The new method takes care of the calculation and comparison, while the old method still makes the decision about what to do when the validation fails. Because I prefer my methods to have positive (in the boolean sense) names, I switched the boolean logic in the comparisons and negated the result of the function.

That is definitely one step in the right direction. This method, if we made it public, could actually be reused by other classes. The current class might not be the best place for such a method however, and we still haven’t dealt with the procedural nature of the code.

Move method to where it belongs

What we could do and what is often done, is making canBeActivatedFor() static and moving it to some kind of utility class. This solves the second problem since it is now easily reusable. This is how we would do it in C or Basic. Such a utility method is not always very easy to find though, and it does not solve problem three as it is still not taking advantage of object orientation.

Thankfully, the fix is rather simple. If we look at canBeActivatedFor() we see that it mostly deals with information related to Contract. In fact, it does not have anything to do with the class it currently lives in. Therefore, the most natural suggestion is to move it to Contract. Most IDEs have a Move method refactoring for this.

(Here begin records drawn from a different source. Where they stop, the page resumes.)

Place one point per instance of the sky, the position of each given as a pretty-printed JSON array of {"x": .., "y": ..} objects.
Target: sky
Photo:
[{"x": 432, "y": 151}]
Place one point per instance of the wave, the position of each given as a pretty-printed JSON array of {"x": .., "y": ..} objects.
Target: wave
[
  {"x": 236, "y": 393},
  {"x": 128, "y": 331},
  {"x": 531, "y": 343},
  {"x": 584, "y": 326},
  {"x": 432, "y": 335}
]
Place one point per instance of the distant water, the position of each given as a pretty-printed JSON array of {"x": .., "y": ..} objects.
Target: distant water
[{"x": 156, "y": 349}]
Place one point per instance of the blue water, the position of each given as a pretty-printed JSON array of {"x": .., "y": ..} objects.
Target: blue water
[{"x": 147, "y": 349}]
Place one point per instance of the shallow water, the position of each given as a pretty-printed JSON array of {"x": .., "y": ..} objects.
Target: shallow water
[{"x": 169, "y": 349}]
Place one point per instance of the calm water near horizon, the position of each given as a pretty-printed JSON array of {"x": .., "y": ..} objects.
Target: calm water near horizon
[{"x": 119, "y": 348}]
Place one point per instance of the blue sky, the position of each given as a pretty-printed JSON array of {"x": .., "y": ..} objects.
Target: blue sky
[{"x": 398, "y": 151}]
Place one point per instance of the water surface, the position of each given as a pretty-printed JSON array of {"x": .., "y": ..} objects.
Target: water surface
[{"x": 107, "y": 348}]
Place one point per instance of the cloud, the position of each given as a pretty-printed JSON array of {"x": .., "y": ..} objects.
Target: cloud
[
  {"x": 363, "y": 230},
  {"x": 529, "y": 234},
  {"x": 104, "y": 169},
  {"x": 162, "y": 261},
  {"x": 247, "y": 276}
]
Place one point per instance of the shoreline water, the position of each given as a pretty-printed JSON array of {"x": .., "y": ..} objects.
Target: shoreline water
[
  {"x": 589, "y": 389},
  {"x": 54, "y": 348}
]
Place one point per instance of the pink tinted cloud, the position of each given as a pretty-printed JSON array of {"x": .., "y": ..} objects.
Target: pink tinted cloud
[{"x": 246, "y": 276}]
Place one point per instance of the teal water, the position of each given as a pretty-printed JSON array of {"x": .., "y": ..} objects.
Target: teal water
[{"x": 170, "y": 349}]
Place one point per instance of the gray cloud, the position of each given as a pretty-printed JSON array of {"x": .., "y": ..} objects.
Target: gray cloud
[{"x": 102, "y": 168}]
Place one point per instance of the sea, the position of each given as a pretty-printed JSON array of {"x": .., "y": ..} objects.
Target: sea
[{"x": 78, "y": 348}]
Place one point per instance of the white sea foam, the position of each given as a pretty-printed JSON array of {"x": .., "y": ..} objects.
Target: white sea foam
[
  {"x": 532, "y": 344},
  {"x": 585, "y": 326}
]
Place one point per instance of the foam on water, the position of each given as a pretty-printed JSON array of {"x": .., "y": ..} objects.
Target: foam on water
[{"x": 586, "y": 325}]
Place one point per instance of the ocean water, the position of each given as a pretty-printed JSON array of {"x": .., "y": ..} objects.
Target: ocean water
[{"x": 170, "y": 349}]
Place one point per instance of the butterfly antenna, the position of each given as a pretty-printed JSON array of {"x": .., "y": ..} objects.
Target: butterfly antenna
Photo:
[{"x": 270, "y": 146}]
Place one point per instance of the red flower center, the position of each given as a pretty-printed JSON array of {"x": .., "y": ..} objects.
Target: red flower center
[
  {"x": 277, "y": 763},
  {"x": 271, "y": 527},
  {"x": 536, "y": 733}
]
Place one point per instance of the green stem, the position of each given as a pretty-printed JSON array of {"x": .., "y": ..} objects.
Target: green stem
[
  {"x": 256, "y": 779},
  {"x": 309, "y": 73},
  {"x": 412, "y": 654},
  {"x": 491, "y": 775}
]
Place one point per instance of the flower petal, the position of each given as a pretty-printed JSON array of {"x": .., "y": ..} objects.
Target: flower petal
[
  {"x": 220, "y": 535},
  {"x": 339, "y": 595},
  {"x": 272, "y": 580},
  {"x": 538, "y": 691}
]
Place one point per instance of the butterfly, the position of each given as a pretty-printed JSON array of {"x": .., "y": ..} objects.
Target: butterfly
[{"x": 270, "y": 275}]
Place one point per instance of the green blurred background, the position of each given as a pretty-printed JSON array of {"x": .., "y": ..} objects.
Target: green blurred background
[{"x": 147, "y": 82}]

public void activateContract(Contract contract, User user) {
    validateUserStreamCount(contract, user);
    // Perform actual activation...
}
private void validateUserStreamCount(Contract contract, User user) {
    if (!contract.canBeActivatedFor(user)) {
        throw new ActivationFailedException();
    }
}
public class Contract {
    // ...
    public boolean canBeActivatedFor(User user) {
        int requiredStreamCount = 0;
        for (Service service : getServices()) {
            if (service.isEnabled()) {
                requiredStreamCount += service.getRequiredStreamCount();
            }
        }
        return requiredStreamCount <= user.getAvailableStreamCount();
    }
}

The result

Finally! The code is starting to look quite nice!

Depending on how the rest of the code looks, we might be able to deprecate or even remove the getServices() method. If we wanted, we could provide the canBeActivatedFor() with just the user’s “available stream count” instead of sending a User object. We could also further separate the counting from the comparison by extracting yet another method from canBeActivatedFor(), especially if that computation is needed elsewhere.

In any case, we have successfully dealt with the three problems identified with the original code and reached a number of benefits.

  • The code now reads much more clearly and the intent of the code is easy to understand.
  • The stream counting logic now lives where it conceptually belongs. It is simple to reuse if we need the it elsewhere. It is easy to discover since your IDE’s auto completion functionality will suggest it when you use a Contract object.
  • We are closer to coding in the language of the domain with method names that describe what they do, while the implementation details are hidden inside.
  • We make use of object oriented features and place logic and data together in smart objects.
  • Depending on the rest of the code, we might be able to completely hide the Services that are stored inside Contract.

There are more things that can be improved about the code above, but I definitely think we’ve moved in the right direction with the steps we’ve taken. Feel free to add comments on any suggestions or questions on the above.